Coordination : Nicolas Bourguinat (UR 3400 ARCHE) et Alexandre Dupont (UR 3400 ARCHE).
Le dossier concerné par cet appel à contributions porte sur les phénomènes mémoriels engendrés par les épisodes révolutionnaires par-delà les frontières au cours des décennies centrales du xixe siècle. Il s’inscrit dans deux champs historiographiques qui font l’objet de travaux renouvelés ces dernières années : d’une part, l’étude des mémoires d’événements politiques intenses – révolutions, guerres civiles, etc1 – envisagées sur le temps long ; d’autre part, l’approche transnationale du politique, qui a été particulièrement mobilisée concernant le xixe siècle européen et atlantique2. À notre connaissance, ces deux champs n’ont pourtant guère fait l’objet d’une approche croisée pour le xixe siècle : il existe des analyses portant sur le rôle de la mémoire révolutionnaire dans le maintien de l’engagement dans l’exil, en particulier s’agissant des exilés républicains de 18513 ou des proscrits italiens du Risorgimento4, mais les phénomènes mémoriels transnationaux liés aux révolutions du xixe siècle n’ont pas été étudiés pour eux-mêmes5.
C’est ce à quoi aspire le présent dossier.
La chronologie retenue, des lendemains de la défaite napoléonienne à l’avènement généralisé des États-nations libéraux, englobe plusieurs cycles révolutionnaires : le cycle méditerranéen et américain de 1820-1823 ; la révolution de Juillet et ses répercussions européennes ; le Printemps des peuples ; les bouleversements qui marquent les global sixties, sans exclusive.
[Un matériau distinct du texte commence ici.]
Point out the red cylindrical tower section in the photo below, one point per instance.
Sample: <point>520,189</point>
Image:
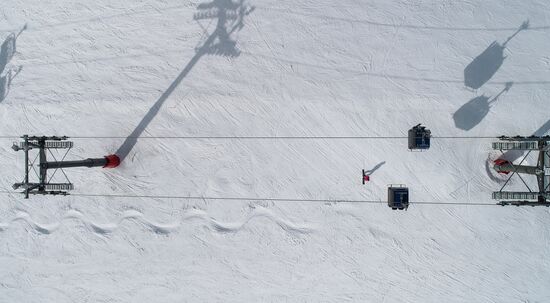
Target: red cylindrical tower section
<point>112,161</point>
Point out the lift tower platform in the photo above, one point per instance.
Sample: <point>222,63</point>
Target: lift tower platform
<point>541,170</point>
<point>44,184</point>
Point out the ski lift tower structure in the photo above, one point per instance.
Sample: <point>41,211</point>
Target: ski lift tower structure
<point>44,184</point>
<point>540,197</point>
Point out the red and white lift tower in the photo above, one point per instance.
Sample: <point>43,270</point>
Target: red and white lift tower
<point>541,170</point>
<point>43,144</point>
L’espace géographique considéré est avant tout l’espace atlantique, qui constitue aujourd’hui un cadre cohérent d’analyse des phénomènes révolutionnaires du xixe siècle, comme l’ont montré plusieurs travaux, mais les contributions qui intégreront les espaces coloniaux – théâtres secondaires mais importants de ces cycles révolutionnaires et espaces privilégiés de la relégation et de la déportation des opposants politiques – seront bienvenues.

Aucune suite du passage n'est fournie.